Our results pertaining to delays are different from those reported for La Libertad (northern Peru) which reflect a big delay in the decision to seek help, and between the decision and arrival at the healthcare institution (ranging between 1 and more than 10 hours), with time to receiving care being less than 10 minutes 20. This situation could be explained by the fact that Callao is fully urban area with good accessibility to maternal centers with 24-hour service, referral hospitals with the necessary capabilities and specialized human resources.
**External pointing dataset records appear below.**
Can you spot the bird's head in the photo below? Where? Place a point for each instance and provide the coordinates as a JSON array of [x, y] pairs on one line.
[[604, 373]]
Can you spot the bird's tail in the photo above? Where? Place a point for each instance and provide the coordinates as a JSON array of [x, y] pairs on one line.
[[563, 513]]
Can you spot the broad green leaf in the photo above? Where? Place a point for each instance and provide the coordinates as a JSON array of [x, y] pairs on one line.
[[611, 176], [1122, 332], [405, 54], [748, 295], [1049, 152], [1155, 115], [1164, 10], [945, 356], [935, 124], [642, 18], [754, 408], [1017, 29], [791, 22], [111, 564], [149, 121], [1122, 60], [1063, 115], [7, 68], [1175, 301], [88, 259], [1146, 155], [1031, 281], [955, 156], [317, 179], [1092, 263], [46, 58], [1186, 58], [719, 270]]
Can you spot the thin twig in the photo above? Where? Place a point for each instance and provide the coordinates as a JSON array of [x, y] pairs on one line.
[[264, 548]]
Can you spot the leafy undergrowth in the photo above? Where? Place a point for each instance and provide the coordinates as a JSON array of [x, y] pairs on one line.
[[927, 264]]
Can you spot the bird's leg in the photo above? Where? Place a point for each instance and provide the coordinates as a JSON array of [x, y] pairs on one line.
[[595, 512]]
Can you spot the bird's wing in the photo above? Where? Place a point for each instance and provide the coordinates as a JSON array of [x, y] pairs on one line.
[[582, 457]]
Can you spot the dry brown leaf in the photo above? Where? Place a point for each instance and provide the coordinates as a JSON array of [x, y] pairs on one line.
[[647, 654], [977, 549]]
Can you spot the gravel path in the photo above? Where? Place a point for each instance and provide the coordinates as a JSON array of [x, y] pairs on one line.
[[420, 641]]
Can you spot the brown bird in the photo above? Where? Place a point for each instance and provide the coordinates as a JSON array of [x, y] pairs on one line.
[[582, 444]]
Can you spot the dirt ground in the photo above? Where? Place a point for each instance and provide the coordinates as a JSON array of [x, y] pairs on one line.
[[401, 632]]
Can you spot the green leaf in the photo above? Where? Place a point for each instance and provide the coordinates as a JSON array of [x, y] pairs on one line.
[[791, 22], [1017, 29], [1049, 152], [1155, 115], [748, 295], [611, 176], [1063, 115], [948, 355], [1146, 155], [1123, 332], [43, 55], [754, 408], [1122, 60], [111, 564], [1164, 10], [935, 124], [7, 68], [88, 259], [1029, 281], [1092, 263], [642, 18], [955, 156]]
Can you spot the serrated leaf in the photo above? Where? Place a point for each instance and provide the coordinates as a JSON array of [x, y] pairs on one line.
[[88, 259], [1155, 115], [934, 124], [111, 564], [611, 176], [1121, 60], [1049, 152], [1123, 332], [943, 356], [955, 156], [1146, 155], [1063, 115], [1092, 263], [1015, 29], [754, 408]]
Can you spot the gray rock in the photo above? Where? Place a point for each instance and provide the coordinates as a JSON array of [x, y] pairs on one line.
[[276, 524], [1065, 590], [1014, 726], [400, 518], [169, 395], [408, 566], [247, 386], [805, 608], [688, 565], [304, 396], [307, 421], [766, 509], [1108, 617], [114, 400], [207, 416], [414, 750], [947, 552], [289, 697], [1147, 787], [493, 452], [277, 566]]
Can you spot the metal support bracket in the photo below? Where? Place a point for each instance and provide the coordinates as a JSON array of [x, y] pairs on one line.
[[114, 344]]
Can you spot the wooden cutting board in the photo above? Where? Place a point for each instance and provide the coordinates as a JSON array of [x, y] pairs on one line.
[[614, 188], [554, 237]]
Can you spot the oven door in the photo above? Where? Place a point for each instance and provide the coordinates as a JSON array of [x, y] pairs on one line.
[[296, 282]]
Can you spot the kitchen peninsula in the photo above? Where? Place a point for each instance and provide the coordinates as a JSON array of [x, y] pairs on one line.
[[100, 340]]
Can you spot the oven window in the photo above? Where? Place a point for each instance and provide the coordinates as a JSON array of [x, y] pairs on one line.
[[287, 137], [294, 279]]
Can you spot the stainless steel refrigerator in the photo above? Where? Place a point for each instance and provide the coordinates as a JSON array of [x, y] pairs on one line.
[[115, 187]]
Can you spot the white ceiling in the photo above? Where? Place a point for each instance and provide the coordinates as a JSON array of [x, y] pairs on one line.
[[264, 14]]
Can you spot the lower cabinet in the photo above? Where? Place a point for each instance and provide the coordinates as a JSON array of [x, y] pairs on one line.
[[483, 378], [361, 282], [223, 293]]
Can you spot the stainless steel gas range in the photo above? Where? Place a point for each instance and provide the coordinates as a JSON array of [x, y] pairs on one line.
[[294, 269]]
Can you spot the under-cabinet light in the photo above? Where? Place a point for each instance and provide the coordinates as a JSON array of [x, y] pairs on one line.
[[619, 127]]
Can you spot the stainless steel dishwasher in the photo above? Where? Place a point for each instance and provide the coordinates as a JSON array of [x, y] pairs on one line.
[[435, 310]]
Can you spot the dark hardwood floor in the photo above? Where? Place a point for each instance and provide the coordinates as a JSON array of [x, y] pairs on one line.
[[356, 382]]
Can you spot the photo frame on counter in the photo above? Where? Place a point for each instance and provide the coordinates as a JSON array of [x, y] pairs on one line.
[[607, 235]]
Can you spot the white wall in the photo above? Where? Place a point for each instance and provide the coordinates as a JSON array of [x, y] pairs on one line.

Mortality could be explained by the fact that pregnant women arrive at the healthcare institution in a critical condition and, even though there are no delays, the management of the obstetric emergency may be insufficient despite care being provided within 10 minutes. In Peru, regulations require that high-risk pregnant women receive care from specialists in obstetrics and gynecology, and be referred on timely basis and to adequate care institutions in the event they present with complications 14. The limitations of the study include potential selection bias due to non-inclusion of 11.6% of maternal deaths, as well as measurement bias given that the source of information consisted of clinical and epidemiological records of the cases available at Callao Diresa. On the other hand, the time of residence in the Callao region was not considered, which means that some pregnant women coming from other places in Lima or the provinces may have been included as MM recorded and notified by the Callao Diresa, resulting in frequency overestimation; however, it is important to consider that MM under-recording in Callao is 24.2%, discretely higher than the figure for national under-recording 19. The study design does not permit generalization of the results at a national level, but it provides information to identify the causes of MM in the region of Callao, and may be useful to guide public policy for MM reduction in the region.